There is $n$ people at a party. Prove that there are two people such that, of the remaining $n-2$ people, there are at least $\lfloor n/2\rfloor-1$ of them, each of whom either knows both or else knows neither of the two. Assume that "knowing" is a symmetric relation, and that $\lfloor n/2\rfloor$ denotes the greatest integer less than or equal to $n/2$.
Source: Principles and Techniques in Combinatorics by Koh and Chen.
Here is my idea:
Either a person knows someone or not. If there is at least $2$ people who do not know any one or who know $0$ person then I can take these two people and I am sure that these two are unknown to the remaining $n-2$ people.
So suppose the number of people who do not know anyone is $1$ or zero.
Let us start if there are no people who do not know anyone (everyone knows someone). So the only possible number of friends a person can have is from $1, 2, 3, . . , n-1$. Or $n-1$ choices. Since there are n people by Pigeonhole Principle there will be at least two that will have the same number of friends. Let these two be $P1$ and $P2$. Let $k=$ the number of friends of $P1=$ the number of friends of $P2$.
Let
$A=$ the set contaning $P1$ and its $k$ friends. $|A|=k+1$
$B=$ the set contaning $P2$ and its $k$ friends. $|B|=k+1$
If $A$ and $B$ are disjoint then $|A|+|B|=2k+2\leq n$ or $k\leq\frac{n}{2}-1$.
Here comes my problem. Since if $k=\frac{n}{2}-1$ then $|A|=|B|=\frac{n}{2}$ and $A$ and $B$ are disjoint, I can't show what the problem is asking.
Any idea guys? Maybe some hints. :) Thanks.
UPDATE
I just found out that this problem is similar to the following:
A graph has $n>2$ points. Show that we can find two points $A$ and $B$ such that at least $\lfloor n/2\rfloor-1$ of the remaining points are joined to either both or neither of $A$ and $B$.
Which is a problem in 1985 USAMO.
I don't quite understand the solution though.
This is not a solution, but is aimed at why the approach of equal number of friends can't work. Suppose $n=4$ and the people are $a,b,c,d$ and they are arranged in a line $abcd$ where $x$ knows $y$ if and only if $x,y$ are adjacent on the line. Then the ends $a,d$ each have $1$ friend, and the inners $b,c$ each have $2$ friends, yet neither pair works.
Since here $n/2-1=1$ a pair works iff they have either a common friend or a common non-friend. If you look at $b,c$ each with 2 friends, then $b$ knowns $a$ but not $d$, while $c$ knows $d$ but not $a$. So the pair $b,c$ doesn't work, even though each has $2$ friends.
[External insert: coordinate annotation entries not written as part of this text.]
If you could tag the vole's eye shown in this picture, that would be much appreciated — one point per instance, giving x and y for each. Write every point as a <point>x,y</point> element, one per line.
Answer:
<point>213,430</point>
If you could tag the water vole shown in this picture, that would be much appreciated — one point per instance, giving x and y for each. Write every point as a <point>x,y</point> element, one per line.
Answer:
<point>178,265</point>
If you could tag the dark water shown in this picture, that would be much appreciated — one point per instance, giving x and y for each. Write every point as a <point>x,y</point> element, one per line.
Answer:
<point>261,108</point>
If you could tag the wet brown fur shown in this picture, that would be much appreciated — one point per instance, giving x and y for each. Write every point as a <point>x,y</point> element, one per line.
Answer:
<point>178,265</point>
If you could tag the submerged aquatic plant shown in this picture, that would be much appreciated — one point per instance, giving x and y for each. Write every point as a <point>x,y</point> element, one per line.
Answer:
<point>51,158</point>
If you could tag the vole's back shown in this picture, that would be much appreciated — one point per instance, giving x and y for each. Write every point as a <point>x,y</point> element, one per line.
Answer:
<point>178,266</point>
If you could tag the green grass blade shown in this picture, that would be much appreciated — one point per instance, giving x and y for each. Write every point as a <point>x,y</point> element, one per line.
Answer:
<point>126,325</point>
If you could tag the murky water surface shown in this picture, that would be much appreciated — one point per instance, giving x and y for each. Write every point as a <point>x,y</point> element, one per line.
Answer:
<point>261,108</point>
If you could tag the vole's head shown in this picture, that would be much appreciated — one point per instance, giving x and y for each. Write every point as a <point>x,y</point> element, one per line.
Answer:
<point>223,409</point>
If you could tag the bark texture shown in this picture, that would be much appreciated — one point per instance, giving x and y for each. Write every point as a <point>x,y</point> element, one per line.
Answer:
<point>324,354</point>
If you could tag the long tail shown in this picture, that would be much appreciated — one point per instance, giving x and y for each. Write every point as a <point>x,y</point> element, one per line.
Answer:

Similarly you can show the pair $a,d$ doesn't work.
On the other hand, any other pair does work, i.e. if you take two having different numbers of friends in this example, that pair works. Here this means taking one at an end and the other in one of the inner positions. For example the pair $a,b$ each does not know $d$, so that pair $a,b$ works, while pair $a,c$ each knows $b$, so that the pair $a,c$ works. (The other two possibilities are symmetric to these.)
It seems from this example that one has to look at more than just some property of an individual, such as number of friends, to prove this statement.